The centralization of political decisions in the Southeast of the country, followed by the first steps of national industrialization, confirms a situation of regional inequality. The disqualification of a surplus of labor originating mainly from the slave contingent, imbued with racist prejudices born in naturalist thinking and based on official discourses, suggested the racial inferiority not only of blacks, but also of mestizos.

It was also at this moment that the ideas of progress and development were consolidated in Brazil, especially Euclides da Cunha and Os Sertões (1902). The work is pointed out by Albuquerque Jr. a milestone, because with it begins the search for our origins in the sense of understanding what would constitute the national and apprehension of a practically unexplored territory and a little known people, the sertão and the sertanejos. According to Albuquerque Jr., author of “A Invenção do Nordeste” and other arts, “in Euclides appears formulated the pair of opposites that will permeate the discourses about our nationality: the paulista versus the sertanejo”.
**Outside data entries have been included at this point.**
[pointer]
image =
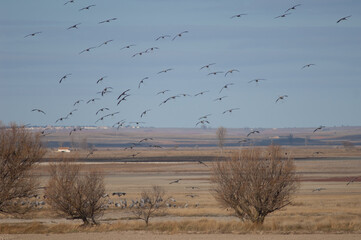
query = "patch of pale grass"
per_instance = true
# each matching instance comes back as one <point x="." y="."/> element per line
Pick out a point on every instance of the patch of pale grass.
<point x="205" y="226"/>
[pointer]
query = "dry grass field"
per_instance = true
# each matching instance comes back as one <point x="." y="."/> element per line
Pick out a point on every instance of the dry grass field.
<point x="335" y="209"/>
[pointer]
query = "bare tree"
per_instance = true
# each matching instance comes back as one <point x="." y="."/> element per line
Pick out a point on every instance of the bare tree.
<point x="255" y="183"/>
<point x="221" y="135"/>
<point x="151" y="202"/>
<point x="20" y="150"/>
<point x="76" y="196"/>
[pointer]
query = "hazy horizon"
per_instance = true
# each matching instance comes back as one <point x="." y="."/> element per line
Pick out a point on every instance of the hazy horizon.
<point x="258" y="45"/>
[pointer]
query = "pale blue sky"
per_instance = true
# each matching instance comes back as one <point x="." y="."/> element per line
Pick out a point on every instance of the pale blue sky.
<point x="257" y="44"/>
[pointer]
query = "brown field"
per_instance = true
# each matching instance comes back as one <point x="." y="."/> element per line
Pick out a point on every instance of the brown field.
<point x="334" y="210"/>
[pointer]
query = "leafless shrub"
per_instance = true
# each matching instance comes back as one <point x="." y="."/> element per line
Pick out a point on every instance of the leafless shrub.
<point x="20" y="150"/>
<point x="221" y="135"/>
<point x="76" y="196"/>
<point x="255" y="183"/>
<point x="151" y="202"/>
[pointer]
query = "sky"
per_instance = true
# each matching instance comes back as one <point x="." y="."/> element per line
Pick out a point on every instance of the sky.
<point x="258" y="45"/>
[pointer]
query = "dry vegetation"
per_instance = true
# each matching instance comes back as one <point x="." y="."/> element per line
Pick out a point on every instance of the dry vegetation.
<point x="335" y="209"/>
<point x="20" y="150"/>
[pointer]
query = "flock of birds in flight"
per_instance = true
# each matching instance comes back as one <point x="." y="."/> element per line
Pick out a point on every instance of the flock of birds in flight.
<point x="124" y="95"/>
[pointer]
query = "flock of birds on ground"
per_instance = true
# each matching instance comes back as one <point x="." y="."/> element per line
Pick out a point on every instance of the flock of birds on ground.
<point x="119" y="200"/>
<point x="123" y="95"/>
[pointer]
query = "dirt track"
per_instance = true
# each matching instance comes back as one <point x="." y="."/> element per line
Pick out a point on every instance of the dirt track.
<point x="151" y="236"/>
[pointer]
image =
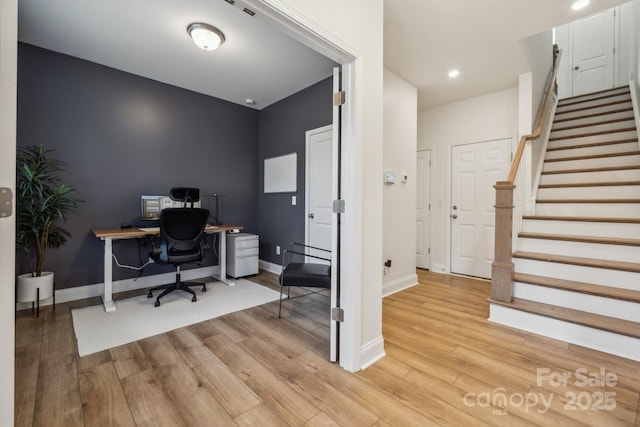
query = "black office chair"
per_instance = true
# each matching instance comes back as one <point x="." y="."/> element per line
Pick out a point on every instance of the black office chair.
<point x="181" y="242"/>
<point x="299" y="272"/>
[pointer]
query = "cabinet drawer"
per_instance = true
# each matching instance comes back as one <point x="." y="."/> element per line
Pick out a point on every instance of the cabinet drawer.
<point x="238" y="267"/>
<point x="244" y="252"/>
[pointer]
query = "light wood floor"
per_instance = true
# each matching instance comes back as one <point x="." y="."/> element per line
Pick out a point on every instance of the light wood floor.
<point x="445" y="365"/>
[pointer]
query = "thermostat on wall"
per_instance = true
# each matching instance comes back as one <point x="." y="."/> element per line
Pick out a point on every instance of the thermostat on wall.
<point x="388" y="177"/>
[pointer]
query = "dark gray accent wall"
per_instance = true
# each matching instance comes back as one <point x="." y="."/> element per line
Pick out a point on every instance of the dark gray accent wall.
<point x="122" y="136"/>
<point x="282" y="131"/>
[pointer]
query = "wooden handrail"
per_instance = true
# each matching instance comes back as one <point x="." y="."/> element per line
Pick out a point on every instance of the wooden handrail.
<point x="502" y="266"/>
<point x="540" y="120"/>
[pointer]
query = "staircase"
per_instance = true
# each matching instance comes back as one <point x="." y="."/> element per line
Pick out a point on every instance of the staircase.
<point x="577" y="260"/>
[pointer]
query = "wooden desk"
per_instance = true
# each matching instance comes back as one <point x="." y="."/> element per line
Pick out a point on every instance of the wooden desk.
<point x="111" y="234"/>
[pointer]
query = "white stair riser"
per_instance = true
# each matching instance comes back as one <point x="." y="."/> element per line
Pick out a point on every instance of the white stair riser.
<point x="578" y="273"/>
<point x="592" y="151"/>
<point x="600" y="176"/>
<point x="589" y="210"/>
<point x="597" y="110"/>
<point x="609" y="252"/>
<point x="607" y="127"/>
<point x="621" y="90"/>
<point x="594" y="103"/>
<point x="605" y="137"/>
<point x="578" y="121"/>
<point x="578" y="301"/>
<point x="597" y="339"/>
<point x="600" y="162"/>
<point x="603" y="192"/>
<point x="583" y="228"/>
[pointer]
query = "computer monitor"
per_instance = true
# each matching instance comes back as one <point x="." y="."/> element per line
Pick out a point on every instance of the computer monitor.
<point x="150" y="207"/>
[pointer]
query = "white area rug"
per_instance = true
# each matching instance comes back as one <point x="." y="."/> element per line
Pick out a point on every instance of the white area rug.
<point x="137" y="318"/>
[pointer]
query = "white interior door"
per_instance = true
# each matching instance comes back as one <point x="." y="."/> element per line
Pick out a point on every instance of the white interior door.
<point x="475" y="168"/>
<point x="423" y="209"/>
<point x="593" y="52"/>
<point x="319" y="200"/>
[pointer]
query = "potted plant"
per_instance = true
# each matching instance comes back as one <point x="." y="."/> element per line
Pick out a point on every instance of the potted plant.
<point x="41" y="203"/>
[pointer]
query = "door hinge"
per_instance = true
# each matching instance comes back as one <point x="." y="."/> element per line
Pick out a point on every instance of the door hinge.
<point x="6" y="206"/>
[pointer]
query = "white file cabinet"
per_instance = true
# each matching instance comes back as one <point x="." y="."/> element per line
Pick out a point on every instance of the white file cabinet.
<point x="242" y="254"/>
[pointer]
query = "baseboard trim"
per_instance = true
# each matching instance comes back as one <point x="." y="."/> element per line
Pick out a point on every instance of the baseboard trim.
<point x="371" y="352"/>
<point x="399" y="285"/>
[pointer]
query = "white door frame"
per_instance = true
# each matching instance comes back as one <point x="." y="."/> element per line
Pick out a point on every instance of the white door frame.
<point x="8" y="111"/>
<point x="307" y="168"/>
<point x="311" y="34"/>
<point x="427" y="180"/>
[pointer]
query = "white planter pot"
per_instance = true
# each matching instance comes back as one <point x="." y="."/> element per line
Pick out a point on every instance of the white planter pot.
<point x="28" y="287"/>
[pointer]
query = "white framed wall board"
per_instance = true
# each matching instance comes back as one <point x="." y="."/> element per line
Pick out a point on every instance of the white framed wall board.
<point x="280" y="174"/>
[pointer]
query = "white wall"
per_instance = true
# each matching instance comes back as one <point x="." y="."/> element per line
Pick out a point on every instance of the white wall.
<point x="399" y="199"/>
<point x="635" y="46"/>
<point x="485" y="118"/>
<point x="539" y="53"/>
<point x="8" y="66"/>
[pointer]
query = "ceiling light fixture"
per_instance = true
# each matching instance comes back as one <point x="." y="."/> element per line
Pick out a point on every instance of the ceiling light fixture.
<point x="205" y="36"/>
<point x="580" y="4"/>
At the end of the 19th century and beginning of the 20th century, under the influence of eugenic and naturalist theories of racial improvement, one can read the search for the “whitening” of the Brazilian mixed-race population, through the adoption of urban models and new economic parameters. With the beginning of the Estado Novo, led by President Getúlio Vargas, one can see the rise of the discourse of conquest and pioneering, when it summons the nation to march towards the hinterland, so that we can conquer our unity, both territorial and territorial. as racial.

Thus, between the 1920s and 1940s, reports of pioneering trips to the so-called “corners” grew. These reports began to be disseminated in newspapers such as O Estado de S. Paulo, for example, and, in this way, the construction of a “place of speech” for the Northeast began, taken as national alterity, as the picturesque and the different. In addition, the issue of migration, resulting from regional impoverishment, gains momentum, and the northeastern migrant, poor and mestizo for the most part, represents a nuisance that is notably opposed to the European immigrant.

This is the context in which the debates around national identity are implemented, in a clear displacement and substitution of models, in search of what, according to Marilena Chaui, would make us full or developed: “the identity of Brazil, built from the perspective of backwardness or of underdevelopment, is given by what it lacks, by the deprivation of those characteristics that would make it full and complete, that is, developed”.

Delay, progress and imagination: is the northeast a foreigner?

However, the electoral map of the Northeast region currently seems to be more the result of the implementation of emancipatory public policies than of the permanence of welfarism. Bolsa Familia, cistern program and investment in education, at all three levels, have transformed the Northeastern context in recent decades and made this population much more attentive, since they have reality and history as parameters for comparison.

Therefore, the denomination of xenophobia to prejudice against the Northeast and its inhabitants seems inappropriate to me. First, for its etymology. Xeno refers to the foreigner. Northeasterners, if we accept the neologism, is a discursive and imaginary national creation anchored in racial hierarchies and in the permanence of the dichotomy between backwardness and progress. Second, by associating the term xenophobia with a native population group, we are inventing new terms and deflating a fundamental struggle. Locating prejudice against Northeasterners as a racist expression is enough to raise awareness of what has always affected us: racism and its derivations.